OTPP: Value creation ‘absolutely paramount’

The Canadian pension fund, which has just opened an office in Hong Kong, sees operational work as a main criteria in fund manager selection, says Jane Rowe, senior VP.

Ontario Teachers’ Pension Plan sees meaningful operational work as an essential quality of a fund manager, according to Jane Rowe, senior vice president of Ontario Teachers Pension Plan.

“Value creation is absolutely paramount when we think about private equity funds and their future success,” Rowe said. “The way to make money in private equity today no longer rests on financial engineering or IPO markets.”

If somebody makes it into our kitchen, that’s good for them

Jane Rowe, senior vice president, OTPP

Rowe is on a visit to Hong Kong and yesterday she formally opened OTPP’s Hong Kong office, which will cover investment activity across Asia. In the next six months, the pension plan aims to have an Asia staff of eight.

OTPP has $129.5 billion in net assets with about $12 billion committed to private equity. 

In Asia, OTPP has $1.5 billion deployed in private equity plus $1 billion committed to funds it has agreed to back, Rowe said.

Some of the region’s fund managers OTPP has invested in include FountainVest Partners, MBK Partners, Kedaara Capital, Unison Capital, Unitas Capital and PAG Asia.

The pension fund is currently interested in opportunities in India, Southeast Asia and Vietnam. But Rowe said OTPP was not negative on any one market and is viewing the region from a longterm perspective, with an emphasis on the themes of consumer growth and urbanisation.

The criteria for management fees is that there’s a recovery before there’s participation in carry. Other than that, a strong track record and the investment thesis is more important

Jane Rowe, senior vice president, OTPP

OTPP has also done three co-investment deals in Asia. “We would expect to see weighting continue to grow on co-investment and direct investment with our partners.”

Rowe said that OTPP was in the top quartile for private equity returns over the last 21 years, averaging 19 percent net of fees. She expressed confidence in OTPP’s track record in choosing GPs and spoke about the organisation’s criteria for assessing fund managers. 

“For [GPs] to be in our sweet spot, we have to feel comfortable with the governance they have in place and whether they will be able to create co-investment opportunities for us. They should have strong investment backgrounds, records of success and a team chemistry that works well for the team and with us.”

Investment decisions tend not to be based on management fees, she said.

“The criteria for management fees is that there’s a recovery before there’s participation in carry. Other than that, a strong track record and the investment thesis is more important. We see ranges from 1.5 – 2 percent.

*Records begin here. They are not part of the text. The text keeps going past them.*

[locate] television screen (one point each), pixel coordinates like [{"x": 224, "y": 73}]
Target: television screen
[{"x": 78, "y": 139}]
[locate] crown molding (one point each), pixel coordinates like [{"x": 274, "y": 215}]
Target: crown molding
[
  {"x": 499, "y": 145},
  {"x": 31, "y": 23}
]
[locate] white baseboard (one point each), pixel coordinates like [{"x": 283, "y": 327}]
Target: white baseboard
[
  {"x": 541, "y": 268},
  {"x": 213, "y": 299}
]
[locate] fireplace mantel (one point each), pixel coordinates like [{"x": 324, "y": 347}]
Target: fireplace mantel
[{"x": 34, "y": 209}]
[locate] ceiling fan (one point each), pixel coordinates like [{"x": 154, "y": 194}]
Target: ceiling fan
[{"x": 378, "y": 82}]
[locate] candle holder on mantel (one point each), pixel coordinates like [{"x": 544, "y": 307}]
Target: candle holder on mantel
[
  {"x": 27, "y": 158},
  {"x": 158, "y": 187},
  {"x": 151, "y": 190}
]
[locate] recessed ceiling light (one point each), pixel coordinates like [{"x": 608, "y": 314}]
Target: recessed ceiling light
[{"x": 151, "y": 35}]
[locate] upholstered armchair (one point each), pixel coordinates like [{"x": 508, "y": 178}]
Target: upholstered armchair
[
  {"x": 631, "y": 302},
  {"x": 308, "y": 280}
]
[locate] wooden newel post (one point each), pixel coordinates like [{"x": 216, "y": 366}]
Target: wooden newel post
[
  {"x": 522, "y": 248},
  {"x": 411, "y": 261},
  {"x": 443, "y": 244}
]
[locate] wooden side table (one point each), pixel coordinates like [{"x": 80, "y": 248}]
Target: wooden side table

If the funds have become absolutely massive funds, sometimes we think not 2 percent but 1.25 percent, so [the GP] is focused on creating profit and not living off management fees.”

OTPP also takes comfort if local pockets of capital are also backing a particular fund. “That would help us know that on that advisory board are people with greater local knowledge than we would have.”

Rowe said OTPP receives “hundreds, maybe thousands” of investment pitches in a given year. Last year, globally, it invested in only two new private equity funds.

However, the pension fund tends to re-up in its fund managers, she said. It works with 30 fund managers worldwide and last year it re-upped in about a dozen of those funds.

“If somebody makes it into our kitchen, that’s good for them,” Rowe said.